メインストーリー作中では、マグマ団幹部のホムラとカガリとチームを組んだり、ルザミーネとパキラと共闘するシーンが見られる。
イベント「最強のシンガー決定戦」では、イッシュ地方タチワキシティのジムリーダーであるホミカを推している(彼女とは同じダストダス使い繋がりでもある)。
アニメ版
薄明の翼
CV:長尾歩
第5話「秘書」にて主役として登場。ゲーム中では語られなかった彼女の過去が明かされた。
以前は一介の研究者としてダイマックスやキョダイマックスに関する研究を行っていた。
研究の成果が出ないまま多くの同僚が離れていく中、ただ一人で研究を続けていた彼女の下を訪れたローズに直々にスカウトされ、それから副社長・秘書として大成していったというエピソードが明らかになった。
なお、他の研究員の発言の断片から推察するに彼女が所属していたのは人為的なダイマックスの使用を実用化するための研究部署だった模様。
つまりプレイヤーを始め、ジムリーダーもチャンピオンもライバルたちもホイホイ使っている戦闘中のダイマックスという選択肢は彼女がいたからこそのものである可能性が高い。

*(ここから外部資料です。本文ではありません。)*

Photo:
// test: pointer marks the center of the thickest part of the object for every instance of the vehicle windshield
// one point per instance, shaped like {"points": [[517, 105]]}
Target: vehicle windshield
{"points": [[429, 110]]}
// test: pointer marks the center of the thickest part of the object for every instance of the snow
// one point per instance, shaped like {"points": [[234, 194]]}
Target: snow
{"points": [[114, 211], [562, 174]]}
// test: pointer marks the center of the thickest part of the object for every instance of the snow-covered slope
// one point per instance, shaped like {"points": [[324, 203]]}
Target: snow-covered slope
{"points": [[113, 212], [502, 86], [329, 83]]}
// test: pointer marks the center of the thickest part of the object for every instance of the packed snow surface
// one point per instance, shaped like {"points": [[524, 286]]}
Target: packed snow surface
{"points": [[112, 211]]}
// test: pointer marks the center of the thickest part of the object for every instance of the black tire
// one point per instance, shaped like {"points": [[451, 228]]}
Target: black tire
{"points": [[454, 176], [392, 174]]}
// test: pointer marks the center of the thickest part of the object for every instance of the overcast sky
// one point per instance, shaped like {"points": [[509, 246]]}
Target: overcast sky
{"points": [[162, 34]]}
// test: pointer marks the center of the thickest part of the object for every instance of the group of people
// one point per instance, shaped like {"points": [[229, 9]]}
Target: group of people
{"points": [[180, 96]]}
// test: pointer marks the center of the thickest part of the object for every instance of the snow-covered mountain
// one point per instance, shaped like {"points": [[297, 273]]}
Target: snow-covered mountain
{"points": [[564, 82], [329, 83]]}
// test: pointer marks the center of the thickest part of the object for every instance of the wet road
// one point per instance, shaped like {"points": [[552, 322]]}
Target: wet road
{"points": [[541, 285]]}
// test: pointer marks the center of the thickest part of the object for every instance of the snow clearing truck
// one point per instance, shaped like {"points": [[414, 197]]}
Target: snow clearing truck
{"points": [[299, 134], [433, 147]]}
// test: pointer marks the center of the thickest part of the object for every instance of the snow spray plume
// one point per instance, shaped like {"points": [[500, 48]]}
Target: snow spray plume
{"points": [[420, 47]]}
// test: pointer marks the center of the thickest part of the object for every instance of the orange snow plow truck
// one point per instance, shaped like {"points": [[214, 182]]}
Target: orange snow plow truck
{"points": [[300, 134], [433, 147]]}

本編での姿が「イメチェン」後のものであることに言及していたとおり、現在のファッショナブルな姿とは正反対のメガネをかけた野暮ったい服装で、黙々とデータに向き合う日々を送っていたようだ。
研究者時代の彼女の傍らには、後に本編で繰り出してくるダストダスになるであろうヤブクロンの姿もある。
研究職出身とはいえ、副社長としてもビジネスマンとしても辣腕をふるっており、社員の指揮を執るだけでなく自ら現場視察へ赴いたり、一社員へ直接アドバイスを行ったり、ロトムが起こしたシステム上のトラブルにもエンジニアとして対処したりと、その万能ぶりで他の社員から絶大な信頼を寄せられていることが窺える。
一方で会社の重要な課題の多くを受け持ち過ぎている節もあり、朝に淹れたコーヒーに口をつける暇もないまま夕方になってしまう日もある様子。
立場や仕事が変わった現在でも研究者としての気質は色濃く残っているらしく、隣にローズがいようとダイマックスとキョダイマックスの違いに疎い相手に専門用語を交えながら長々と説明しようとするなど、本編とはまた違った人間くささを持つ人物像が描かれている。また、片付け下手なのも当時から変わっていないらしい。
なお、ローズに対する態度はあくまでも事務的だが、彼からの感謝や労いにはぐらかすような言葉を返すなど、奥行きのある感情を垣間見せる場面も。
EXPANSION『星の祭』では、ダストダスや預かったローズのポケモン達と炭鉱で働いている姿がちょっとだけ確認された。
アニポケ・サトシの旅シリーズ
CV:湯屋敦子
新無印42話の「ソード&シールド」編で初登場。ローズの表の事業も裏で行っている計画も等しく傍で支え、地下プラントの防壁がエネルギー漏れで破られる事態に対処を指示。
凄まじい形相も健在で、43話でローズの誘いを断ったサトピカに対して、無言で髪の毛を逆立てて炎のようなオーラを放ちながら顔芸を披露するという、ゲーム以上の剣幕を見せた。
ただしゲーム本編とは違い、ムゲンダイナが大量のエネルギーを放出した上で脱出、ローズがその現場に向かっていても涼しい顔をしており、良くも悪くも賛同者としての側面が強まっている。
その後、ムゲンダイナを止めようと駆けつけたゴウとラビフットを妨害するも、繰り出したミロカロスは進化を果たしたエースバーンのかえんボールであっさり焼き倒されてしまい、ショックを受ける。その後ローズと共にヘリコプターで脱出するも、全てが終わった後はローズ共々消息不明となった為、ゲーム版と異なり最後まで改心しなかった。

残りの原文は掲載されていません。